# Schwetty's "Best of 2011"



## Robin Usagani (Jan 4, 2012)

I wasn't really going to do best of 2011 because
A. 2011 was really my first year in wedding photography.. hell.. it was only my 2nd year learning photography.
B. Slim picking because I didnt do that many weddings (main shooter or 2nd)
C. My style has changed so much.  I am not that impressed with my shots I have done except from my last wedding. 
But.. wth... here they are (plus some engagement sessions).  I even showed my first wedding(not showing that many from my first because this is "best of" thread, they weren't very good LOL)!  CCs are welcome.  You wont hurt my feeling because.. really I know a lot of them are not that strong:











































































































*ADDED NON WEDDING/ENGAGEMENT PHOTOS*


----------



## mishele (Jan 4, 2012)

Great job, Babe!! I can't wait to see your work from 2012....=)


----------



## ghache (Jan 4, 2012)

Good stuff. 2012 is going to be a good year for you.


----------



## cgipson1 (Jan 4, 2012)

Great shots, Robin... happy people, and you show that!


----------



## Bend The Light (Jan 4, 2012)

Not that strong? Sheesh...I liked tham all very much (apart from the one with the couple in the distance on the hill...my first thought was they were "squaring up" for a fight...but I think it was just a kiss!  )

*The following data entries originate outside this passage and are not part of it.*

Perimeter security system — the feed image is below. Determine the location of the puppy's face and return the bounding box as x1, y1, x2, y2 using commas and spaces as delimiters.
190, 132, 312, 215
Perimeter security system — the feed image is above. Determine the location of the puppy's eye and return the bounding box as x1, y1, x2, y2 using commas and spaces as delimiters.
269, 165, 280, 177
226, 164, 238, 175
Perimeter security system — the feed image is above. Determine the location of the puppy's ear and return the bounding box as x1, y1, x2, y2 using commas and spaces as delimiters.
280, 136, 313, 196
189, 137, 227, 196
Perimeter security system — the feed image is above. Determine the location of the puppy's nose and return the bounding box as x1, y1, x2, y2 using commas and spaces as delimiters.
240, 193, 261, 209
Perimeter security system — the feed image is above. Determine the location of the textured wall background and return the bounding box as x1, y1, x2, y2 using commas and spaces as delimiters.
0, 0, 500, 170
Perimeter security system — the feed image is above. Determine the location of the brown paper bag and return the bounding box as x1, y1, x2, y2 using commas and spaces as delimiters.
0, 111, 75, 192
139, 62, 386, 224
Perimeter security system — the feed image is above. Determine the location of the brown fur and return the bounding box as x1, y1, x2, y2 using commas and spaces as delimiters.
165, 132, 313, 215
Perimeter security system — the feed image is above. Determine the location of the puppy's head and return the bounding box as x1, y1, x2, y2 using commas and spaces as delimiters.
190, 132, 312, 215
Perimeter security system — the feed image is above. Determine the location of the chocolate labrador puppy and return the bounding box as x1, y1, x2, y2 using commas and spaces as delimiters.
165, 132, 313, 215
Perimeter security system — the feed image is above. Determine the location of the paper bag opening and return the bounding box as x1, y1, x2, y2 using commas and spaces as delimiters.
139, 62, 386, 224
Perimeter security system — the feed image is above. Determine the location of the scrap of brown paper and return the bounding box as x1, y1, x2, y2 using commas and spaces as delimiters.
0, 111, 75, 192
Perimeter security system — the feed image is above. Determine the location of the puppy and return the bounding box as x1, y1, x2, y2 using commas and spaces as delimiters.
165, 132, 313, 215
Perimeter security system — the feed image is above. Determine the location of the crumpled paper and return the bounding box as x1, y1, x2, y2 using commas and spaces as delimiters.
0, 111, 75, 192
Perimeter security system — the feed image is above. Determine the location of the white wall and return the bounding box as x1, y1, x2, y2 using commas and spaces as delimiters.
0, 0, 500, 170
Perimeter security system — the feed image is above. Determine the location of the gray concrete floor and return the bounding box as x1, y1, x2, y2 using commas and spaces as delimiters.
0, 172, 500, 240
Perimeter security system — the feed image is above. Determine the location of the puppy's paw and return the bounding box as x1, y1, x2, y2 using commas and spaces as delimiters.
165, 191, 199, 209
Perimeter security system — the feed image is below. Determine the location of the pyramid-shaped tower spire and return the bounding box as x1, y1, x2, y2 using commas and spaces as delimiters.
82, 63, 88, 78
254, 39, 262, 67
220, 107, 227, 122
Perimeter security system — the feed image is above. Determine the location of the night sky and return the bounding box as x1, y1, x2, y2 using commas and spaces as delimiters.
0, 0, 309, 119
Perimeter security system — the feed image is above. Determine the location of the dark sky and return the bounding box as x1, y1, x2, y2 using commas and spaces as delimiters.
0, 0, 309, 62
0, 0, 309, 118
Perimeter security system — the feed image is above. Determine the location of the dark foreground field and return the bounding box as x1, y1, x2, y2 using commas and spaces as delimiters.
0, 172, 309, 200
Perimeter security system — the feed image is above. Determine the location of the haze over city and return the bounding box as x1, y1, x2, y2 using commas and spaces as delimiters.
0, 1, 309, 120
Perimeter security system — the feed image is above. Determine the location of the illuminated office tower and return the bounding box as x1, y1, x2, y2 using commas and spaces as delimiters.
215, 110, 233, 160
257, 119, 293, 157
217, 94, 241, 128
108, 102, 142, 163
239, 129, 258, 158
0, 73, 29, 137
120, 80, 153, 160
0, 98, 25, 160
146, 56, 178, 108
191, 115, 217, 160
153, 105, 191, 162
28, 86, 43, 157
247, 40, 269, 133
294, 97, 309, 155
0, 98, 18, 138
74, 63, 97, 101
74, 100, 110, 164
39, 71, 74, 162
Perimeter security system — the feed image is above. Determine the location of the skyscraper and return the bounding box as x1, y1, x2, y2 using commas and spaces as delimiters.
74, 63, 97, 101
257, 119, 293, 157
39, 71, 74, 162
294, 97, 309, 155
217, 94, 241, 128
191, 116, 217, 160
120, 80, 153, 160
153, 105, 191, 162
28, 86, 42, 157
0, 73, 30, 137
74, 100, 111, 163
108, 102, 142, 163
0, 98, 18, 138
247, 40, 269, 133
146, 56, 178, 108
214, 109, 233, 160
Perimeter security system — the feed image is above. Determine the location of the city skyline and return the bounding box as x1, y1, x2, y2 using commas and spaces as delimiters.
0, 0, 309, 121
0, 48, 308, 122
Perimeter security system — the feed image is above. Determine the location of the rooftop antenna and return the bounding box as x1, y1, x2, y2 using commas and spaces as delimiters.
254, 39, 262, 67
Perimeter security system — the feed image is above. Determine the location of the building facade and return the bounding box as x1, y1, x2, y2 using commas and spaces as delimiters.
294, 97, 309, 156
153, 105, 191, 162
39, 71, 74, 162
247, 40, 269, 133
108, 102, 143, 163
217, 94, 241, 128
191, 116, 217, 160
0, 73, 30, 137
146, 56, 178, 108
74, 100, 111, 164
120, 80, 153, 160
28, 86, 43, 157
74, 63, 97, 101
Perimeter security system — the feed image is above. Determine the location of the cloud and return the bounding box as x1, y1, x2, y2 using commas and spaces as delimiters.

Nice set...good luck in 2012.


----------



## jowensphoto (Jan 4, 2012)

Love all of them! 2, 7, 10 and 14 take the cake for me


----------



## bazooka (Jan 4, 2012)

Love #5.... It's been quite a year for you.


----------



## GreatPhotoRace (Jan 4, 2012)

Wow, honestly, I would have never guessed that you were in your first year of wedding photography. You seem to have great control of your camera. My only suggestion is that you find some more creative poses. What you've shown in the thread is really nice, don't get me wrong. But I think those types of images are seen quiet often. Maybe you could add some new poses/props to your current list of ideas to add a little more flare. Especially for younger couples. Great work!!!


----------



## 2WheelPhoto (Jan 4, 2012)

Beautiful pics


----------



## Chris R (Jan 4, 2012)

I actually kind of hate you for being so good with it being only your 2nd year.But really, they are all enjoyable photos.


----------



## cguron (Jan 4, 2012)

excellent year!! I guarntee that 2012 will be even better.


----------



## D-B-J (Jan 4, 2012)

I hope to one day take photo's like you.  Honestly, I always look forwards to viewing your threads.  Well done.


----------



## Cpi2011 (Jan 5, 2012)

Beautiful set of photography, there are some mind blowing photography......I love your shots very much.Thanks for sharing.


----------



## shootermcgavin (Jan 5, 2012)

I think you've posted better before.  These are all great but I think there was an asian couple or family you shot in a park that was my favorite and none of them made it here.  I like the train shot but I love it as a moving image.  Thanks for posting and nice year of photos!


----------



## Helen B (Jan 5, 2012)

A lot of wedding photography, including the stuff I see in PDN, makes me want to throw up. Yours doesn't. That is a major achievement. Well done. It feels like you have a good rapport with the subjects and that lets them shine through, at least in the closer shots. They look like they are happy being themselves, and with their partner. They don't look like people in an artificial pose in an artificial situation, and you have avoided the cheesy nonsense. Thanks for giving me hope that all is not lost out there.


----------



## Robin Usagani (Jan 5, 2012)

mishele said:


> Great job, Babe!! I can't wait to see your work from 2012....=)


 


ghache said:


> Good stuff. 2012 is going to be a good year for you.


 


cgipson1 said:


> Great shots, Robin... happy people, and you show that!


 


Bend The Light said:


> Not that strong? Sheesh...I liked tham all very much (apart from the one with the couple in the distance on the hill...my first thought was they were "squaring up" for a fight...but I think it was just a kiss!  )
> 
> Nice set...good luck in 2012.


 


jowensphoto said:


> Love all of them! 2, 7, 10 and 14 take the cake for me


 


bazooka said:


> Love #5.... It's been quite a year for you.



Thank you everyone!



GreatPhotoRace said:


> Wow, honestly, I would have never guessed that you were in your first year of wedding photography. You seem to have great control of your camera. My only suggestion is that you find some more creative poses. What you've shown in the thread is really nice, don't get me wrong. But I think those types of images are seen quiet often. Maybe you could add some new poses/props to your current list of ideas to add a little more flare. Especially for younger couples. Great work!!!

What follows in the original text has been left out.